Switzerland is already known for a high quality of life, with more disposable income per household than many other developed countries and ranked as one of the happiest countries in the world.

But now the Swiss will head to the polls on Sunday to vote on what would be the world's highest minimum wage. The measure would create a national baseline pay of 22 Swiss francs per hour, or about $25. That would guarantee a monthly rate of 4,000 francs a month, or almost $4,500. The U.S. minimum wage, by comparison, is less than one-third of what Switzerland is proposing, at $7.25 per hour.

The campaign was prompted by Switzerland's largest trade union, the SGB, which told CNBC that the measure is seeking to protect the majority of Swiss workers, given that the country doesn't currently have a baseline wage. Nevertheless, the Swiss possess one of the highest standards of living, with the average household enjoying per-capita disposable income of almost $31,000 per year, or about 28 percent higher than the average for all countries in the Organisation for Economic Co-operation and Development.

The proposal faces opposition from both businesses and Swiss citizens, while the government warned earlier this year that a 22-franc baseline wage would threaten the country's competitiveness and likely inadvertently hurt low-income workers.

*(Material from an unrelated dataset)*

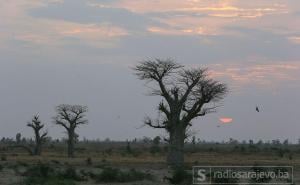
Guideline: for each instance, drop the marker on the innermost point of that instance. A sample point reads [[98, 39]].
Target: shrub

"It's obviously going to drive up labor costs and we would expect the unemployment rate to go up as a result," said Richard Dutu, an economist at the OECD, told CBS MoneyWatch. "Besides, Switzerland has a good track record in the transition between education and the labor market. A high minimum wage would threaten this smooth transition."

The SGB argues that the lack of a minimum wage hurts about 330,000 workers, most of whom are female and earn less than 4,000 francs per month, which the group says is too low to live on given the country's high cost of living. The SGB didn't immediately return a request for comment.

Geneva and Zurich are among the world's most expensive cities, according The Economist's Worldwide Cost of Living 2013 report. The average cost of a loaf of bread is more than $6 in Zurich, the survey found.

Still, it's unlikely that the vote will be successful, given concern from many in Switzerland about how a the world's highest mandated wage would impact the country's competitiveness, Dutu said.

"It's unlikely that this is going to go through" because many voters "are afraid it is going to jeopardize the attractiveness of the Swiss economy," he noted.

The push echoes growing global concerns about wage inequality and the plight of low-wage workers. Fast-food strikes expanded globally this week, with workers at McDonald's (MCD) and other restaurants protesting what many say are poverty wages.

In the U.S., President Obama is pushing for a $10.10 minimum wage, which some economists have said would lift 5 million Americans out of poverty. While the debate continues at the federal level, some states, such as Vermont, have already passed legislation to raise their baseline wages above the country's $7.25 minimum wage.